QUALIFICATIONS/REQUIREMENTS:

 

  • Bachelor’s Degree and five years of professionally related experience in a physician practice setting.
  • Minimum of three years in a supervisory role with demonstrated ability to provide employee performance and skill development feedback and guidance including performance evaluations, mentoring and performance improvement plans up to and including termination.
  • Strong problem-solving skills and ability to make timely decisions in a fast-paced environment.

  • Demonstrated ability to work in a continuously changing environment and willingness to assist with a variety of tasks as needed.
  • Willingness to learn and share knowledge with others.
  • Willingness and ability to empower, delegate and monitor staff performance, encourage the development of innovative and effective solutions by staff and facilitate those solutions through implementation.
  • High level of competency with computers, the Internet, and computer software such as MS Office or equivalent is required.

  • A thorough understanding of regulatory requirements pertaining to health care operations and their impact on third party payer participation.

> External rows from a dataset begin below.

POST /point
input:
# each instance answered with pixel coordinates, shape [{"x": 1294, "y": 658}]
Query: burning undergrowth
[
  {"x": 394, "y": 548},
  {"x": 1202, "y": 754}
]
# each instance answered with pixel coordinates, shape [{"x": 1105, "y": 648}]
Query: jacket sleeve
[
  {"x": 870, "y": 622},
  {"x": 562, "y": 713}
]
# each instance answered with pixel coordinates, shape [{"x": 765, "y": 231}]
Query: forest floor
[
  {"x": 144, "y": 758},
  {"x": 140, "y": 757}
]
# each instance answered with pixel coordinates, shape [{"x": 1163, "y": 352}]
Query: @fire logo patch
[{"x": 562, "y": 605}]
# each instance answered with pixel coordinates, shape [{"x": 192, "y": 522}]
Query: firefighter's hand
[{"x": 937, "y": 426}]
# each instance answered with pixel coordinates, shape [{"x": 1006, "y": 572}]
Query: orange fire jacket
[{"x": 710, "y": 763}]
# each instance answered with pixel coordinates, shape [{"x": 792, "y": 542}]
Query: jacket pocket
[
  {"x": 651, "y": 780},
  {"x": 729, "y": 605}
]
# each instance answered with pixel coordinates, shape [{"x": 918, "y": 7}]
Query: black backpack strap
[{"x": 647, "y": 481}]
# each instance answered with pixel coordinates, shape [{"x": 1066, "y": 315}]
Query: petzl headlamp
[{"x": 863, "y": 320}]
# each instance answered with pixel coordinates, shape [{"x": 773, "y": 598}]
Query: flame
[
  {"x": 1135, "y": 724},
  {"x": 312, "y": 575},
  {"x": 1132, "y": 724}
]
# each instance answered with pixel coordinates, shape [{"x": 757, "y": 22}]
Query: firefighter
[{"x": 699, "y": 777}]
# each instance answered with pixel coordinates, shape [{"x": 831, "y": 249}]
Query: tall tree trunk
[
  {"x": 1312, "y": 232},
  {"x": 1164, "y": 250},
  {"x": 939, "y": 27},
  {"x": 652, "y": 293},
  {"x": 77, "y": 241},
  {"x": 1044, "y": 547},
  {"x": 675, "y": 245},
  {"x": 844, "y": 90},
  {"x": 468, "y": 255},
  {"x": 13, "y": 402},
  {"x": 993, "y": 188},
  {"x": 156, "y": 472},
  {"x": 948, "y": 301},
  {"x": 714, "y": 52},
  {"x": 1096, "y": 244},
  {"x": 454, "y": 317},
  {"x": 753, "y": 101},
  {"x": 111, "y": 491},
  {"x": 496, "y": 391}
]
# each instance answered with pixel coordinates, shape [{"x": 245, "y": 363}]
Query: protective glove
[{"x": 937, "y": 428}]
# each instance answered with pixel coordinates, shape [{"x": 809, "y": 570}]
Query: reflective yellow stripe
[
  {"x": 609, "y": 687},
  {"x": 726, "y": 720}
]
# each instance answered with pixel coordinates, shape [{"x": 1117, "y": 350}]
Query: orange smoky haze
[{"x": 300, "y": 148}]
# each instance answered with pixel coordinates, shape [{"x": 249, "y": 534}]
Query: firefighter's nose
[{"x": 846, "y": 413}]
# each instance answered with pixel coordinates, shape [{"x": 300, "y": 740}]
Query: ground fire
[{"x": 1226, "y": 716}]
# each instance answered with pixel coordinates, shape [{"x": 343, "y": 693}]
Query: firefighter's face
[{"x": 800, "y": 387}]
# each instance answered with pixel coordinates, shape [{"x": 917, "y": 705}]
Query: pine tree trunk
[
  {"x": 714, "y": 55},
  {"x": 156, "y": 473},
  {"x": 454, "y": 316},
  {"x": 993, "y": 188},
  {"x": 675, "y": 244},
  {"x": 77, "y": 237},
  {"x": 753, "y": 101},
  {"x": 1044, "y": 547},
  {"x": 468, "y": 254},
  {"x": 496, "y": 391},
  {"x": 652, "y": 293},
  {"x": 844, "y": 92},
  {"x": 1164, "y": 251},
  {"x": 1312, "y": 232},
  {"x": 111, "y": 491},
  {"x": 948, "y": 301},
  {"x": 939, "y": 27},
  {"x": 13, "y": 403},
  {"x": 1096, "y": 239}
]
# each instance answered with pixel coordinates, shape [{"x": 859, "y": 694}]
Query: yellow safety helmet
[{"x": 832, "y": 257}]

  • Ability to work, plan, research and conduct projects with minimal supervision.

  • Ability to organize and prioritize workload to manage multiple tasks and meet deadlines.

  • Superior verbal, written, organizational, and interpersonal skills are required. Effectively communicates with internal and external customers positively and professionally.
  • Ability to work with individuals at all organizational levels, particularly peers, team members, other departments, patients, and the community is required.

 

This is a remote position but candidate would be required to live or relocate to live in the Tri-state area, Connecticut, New York or New Jersey.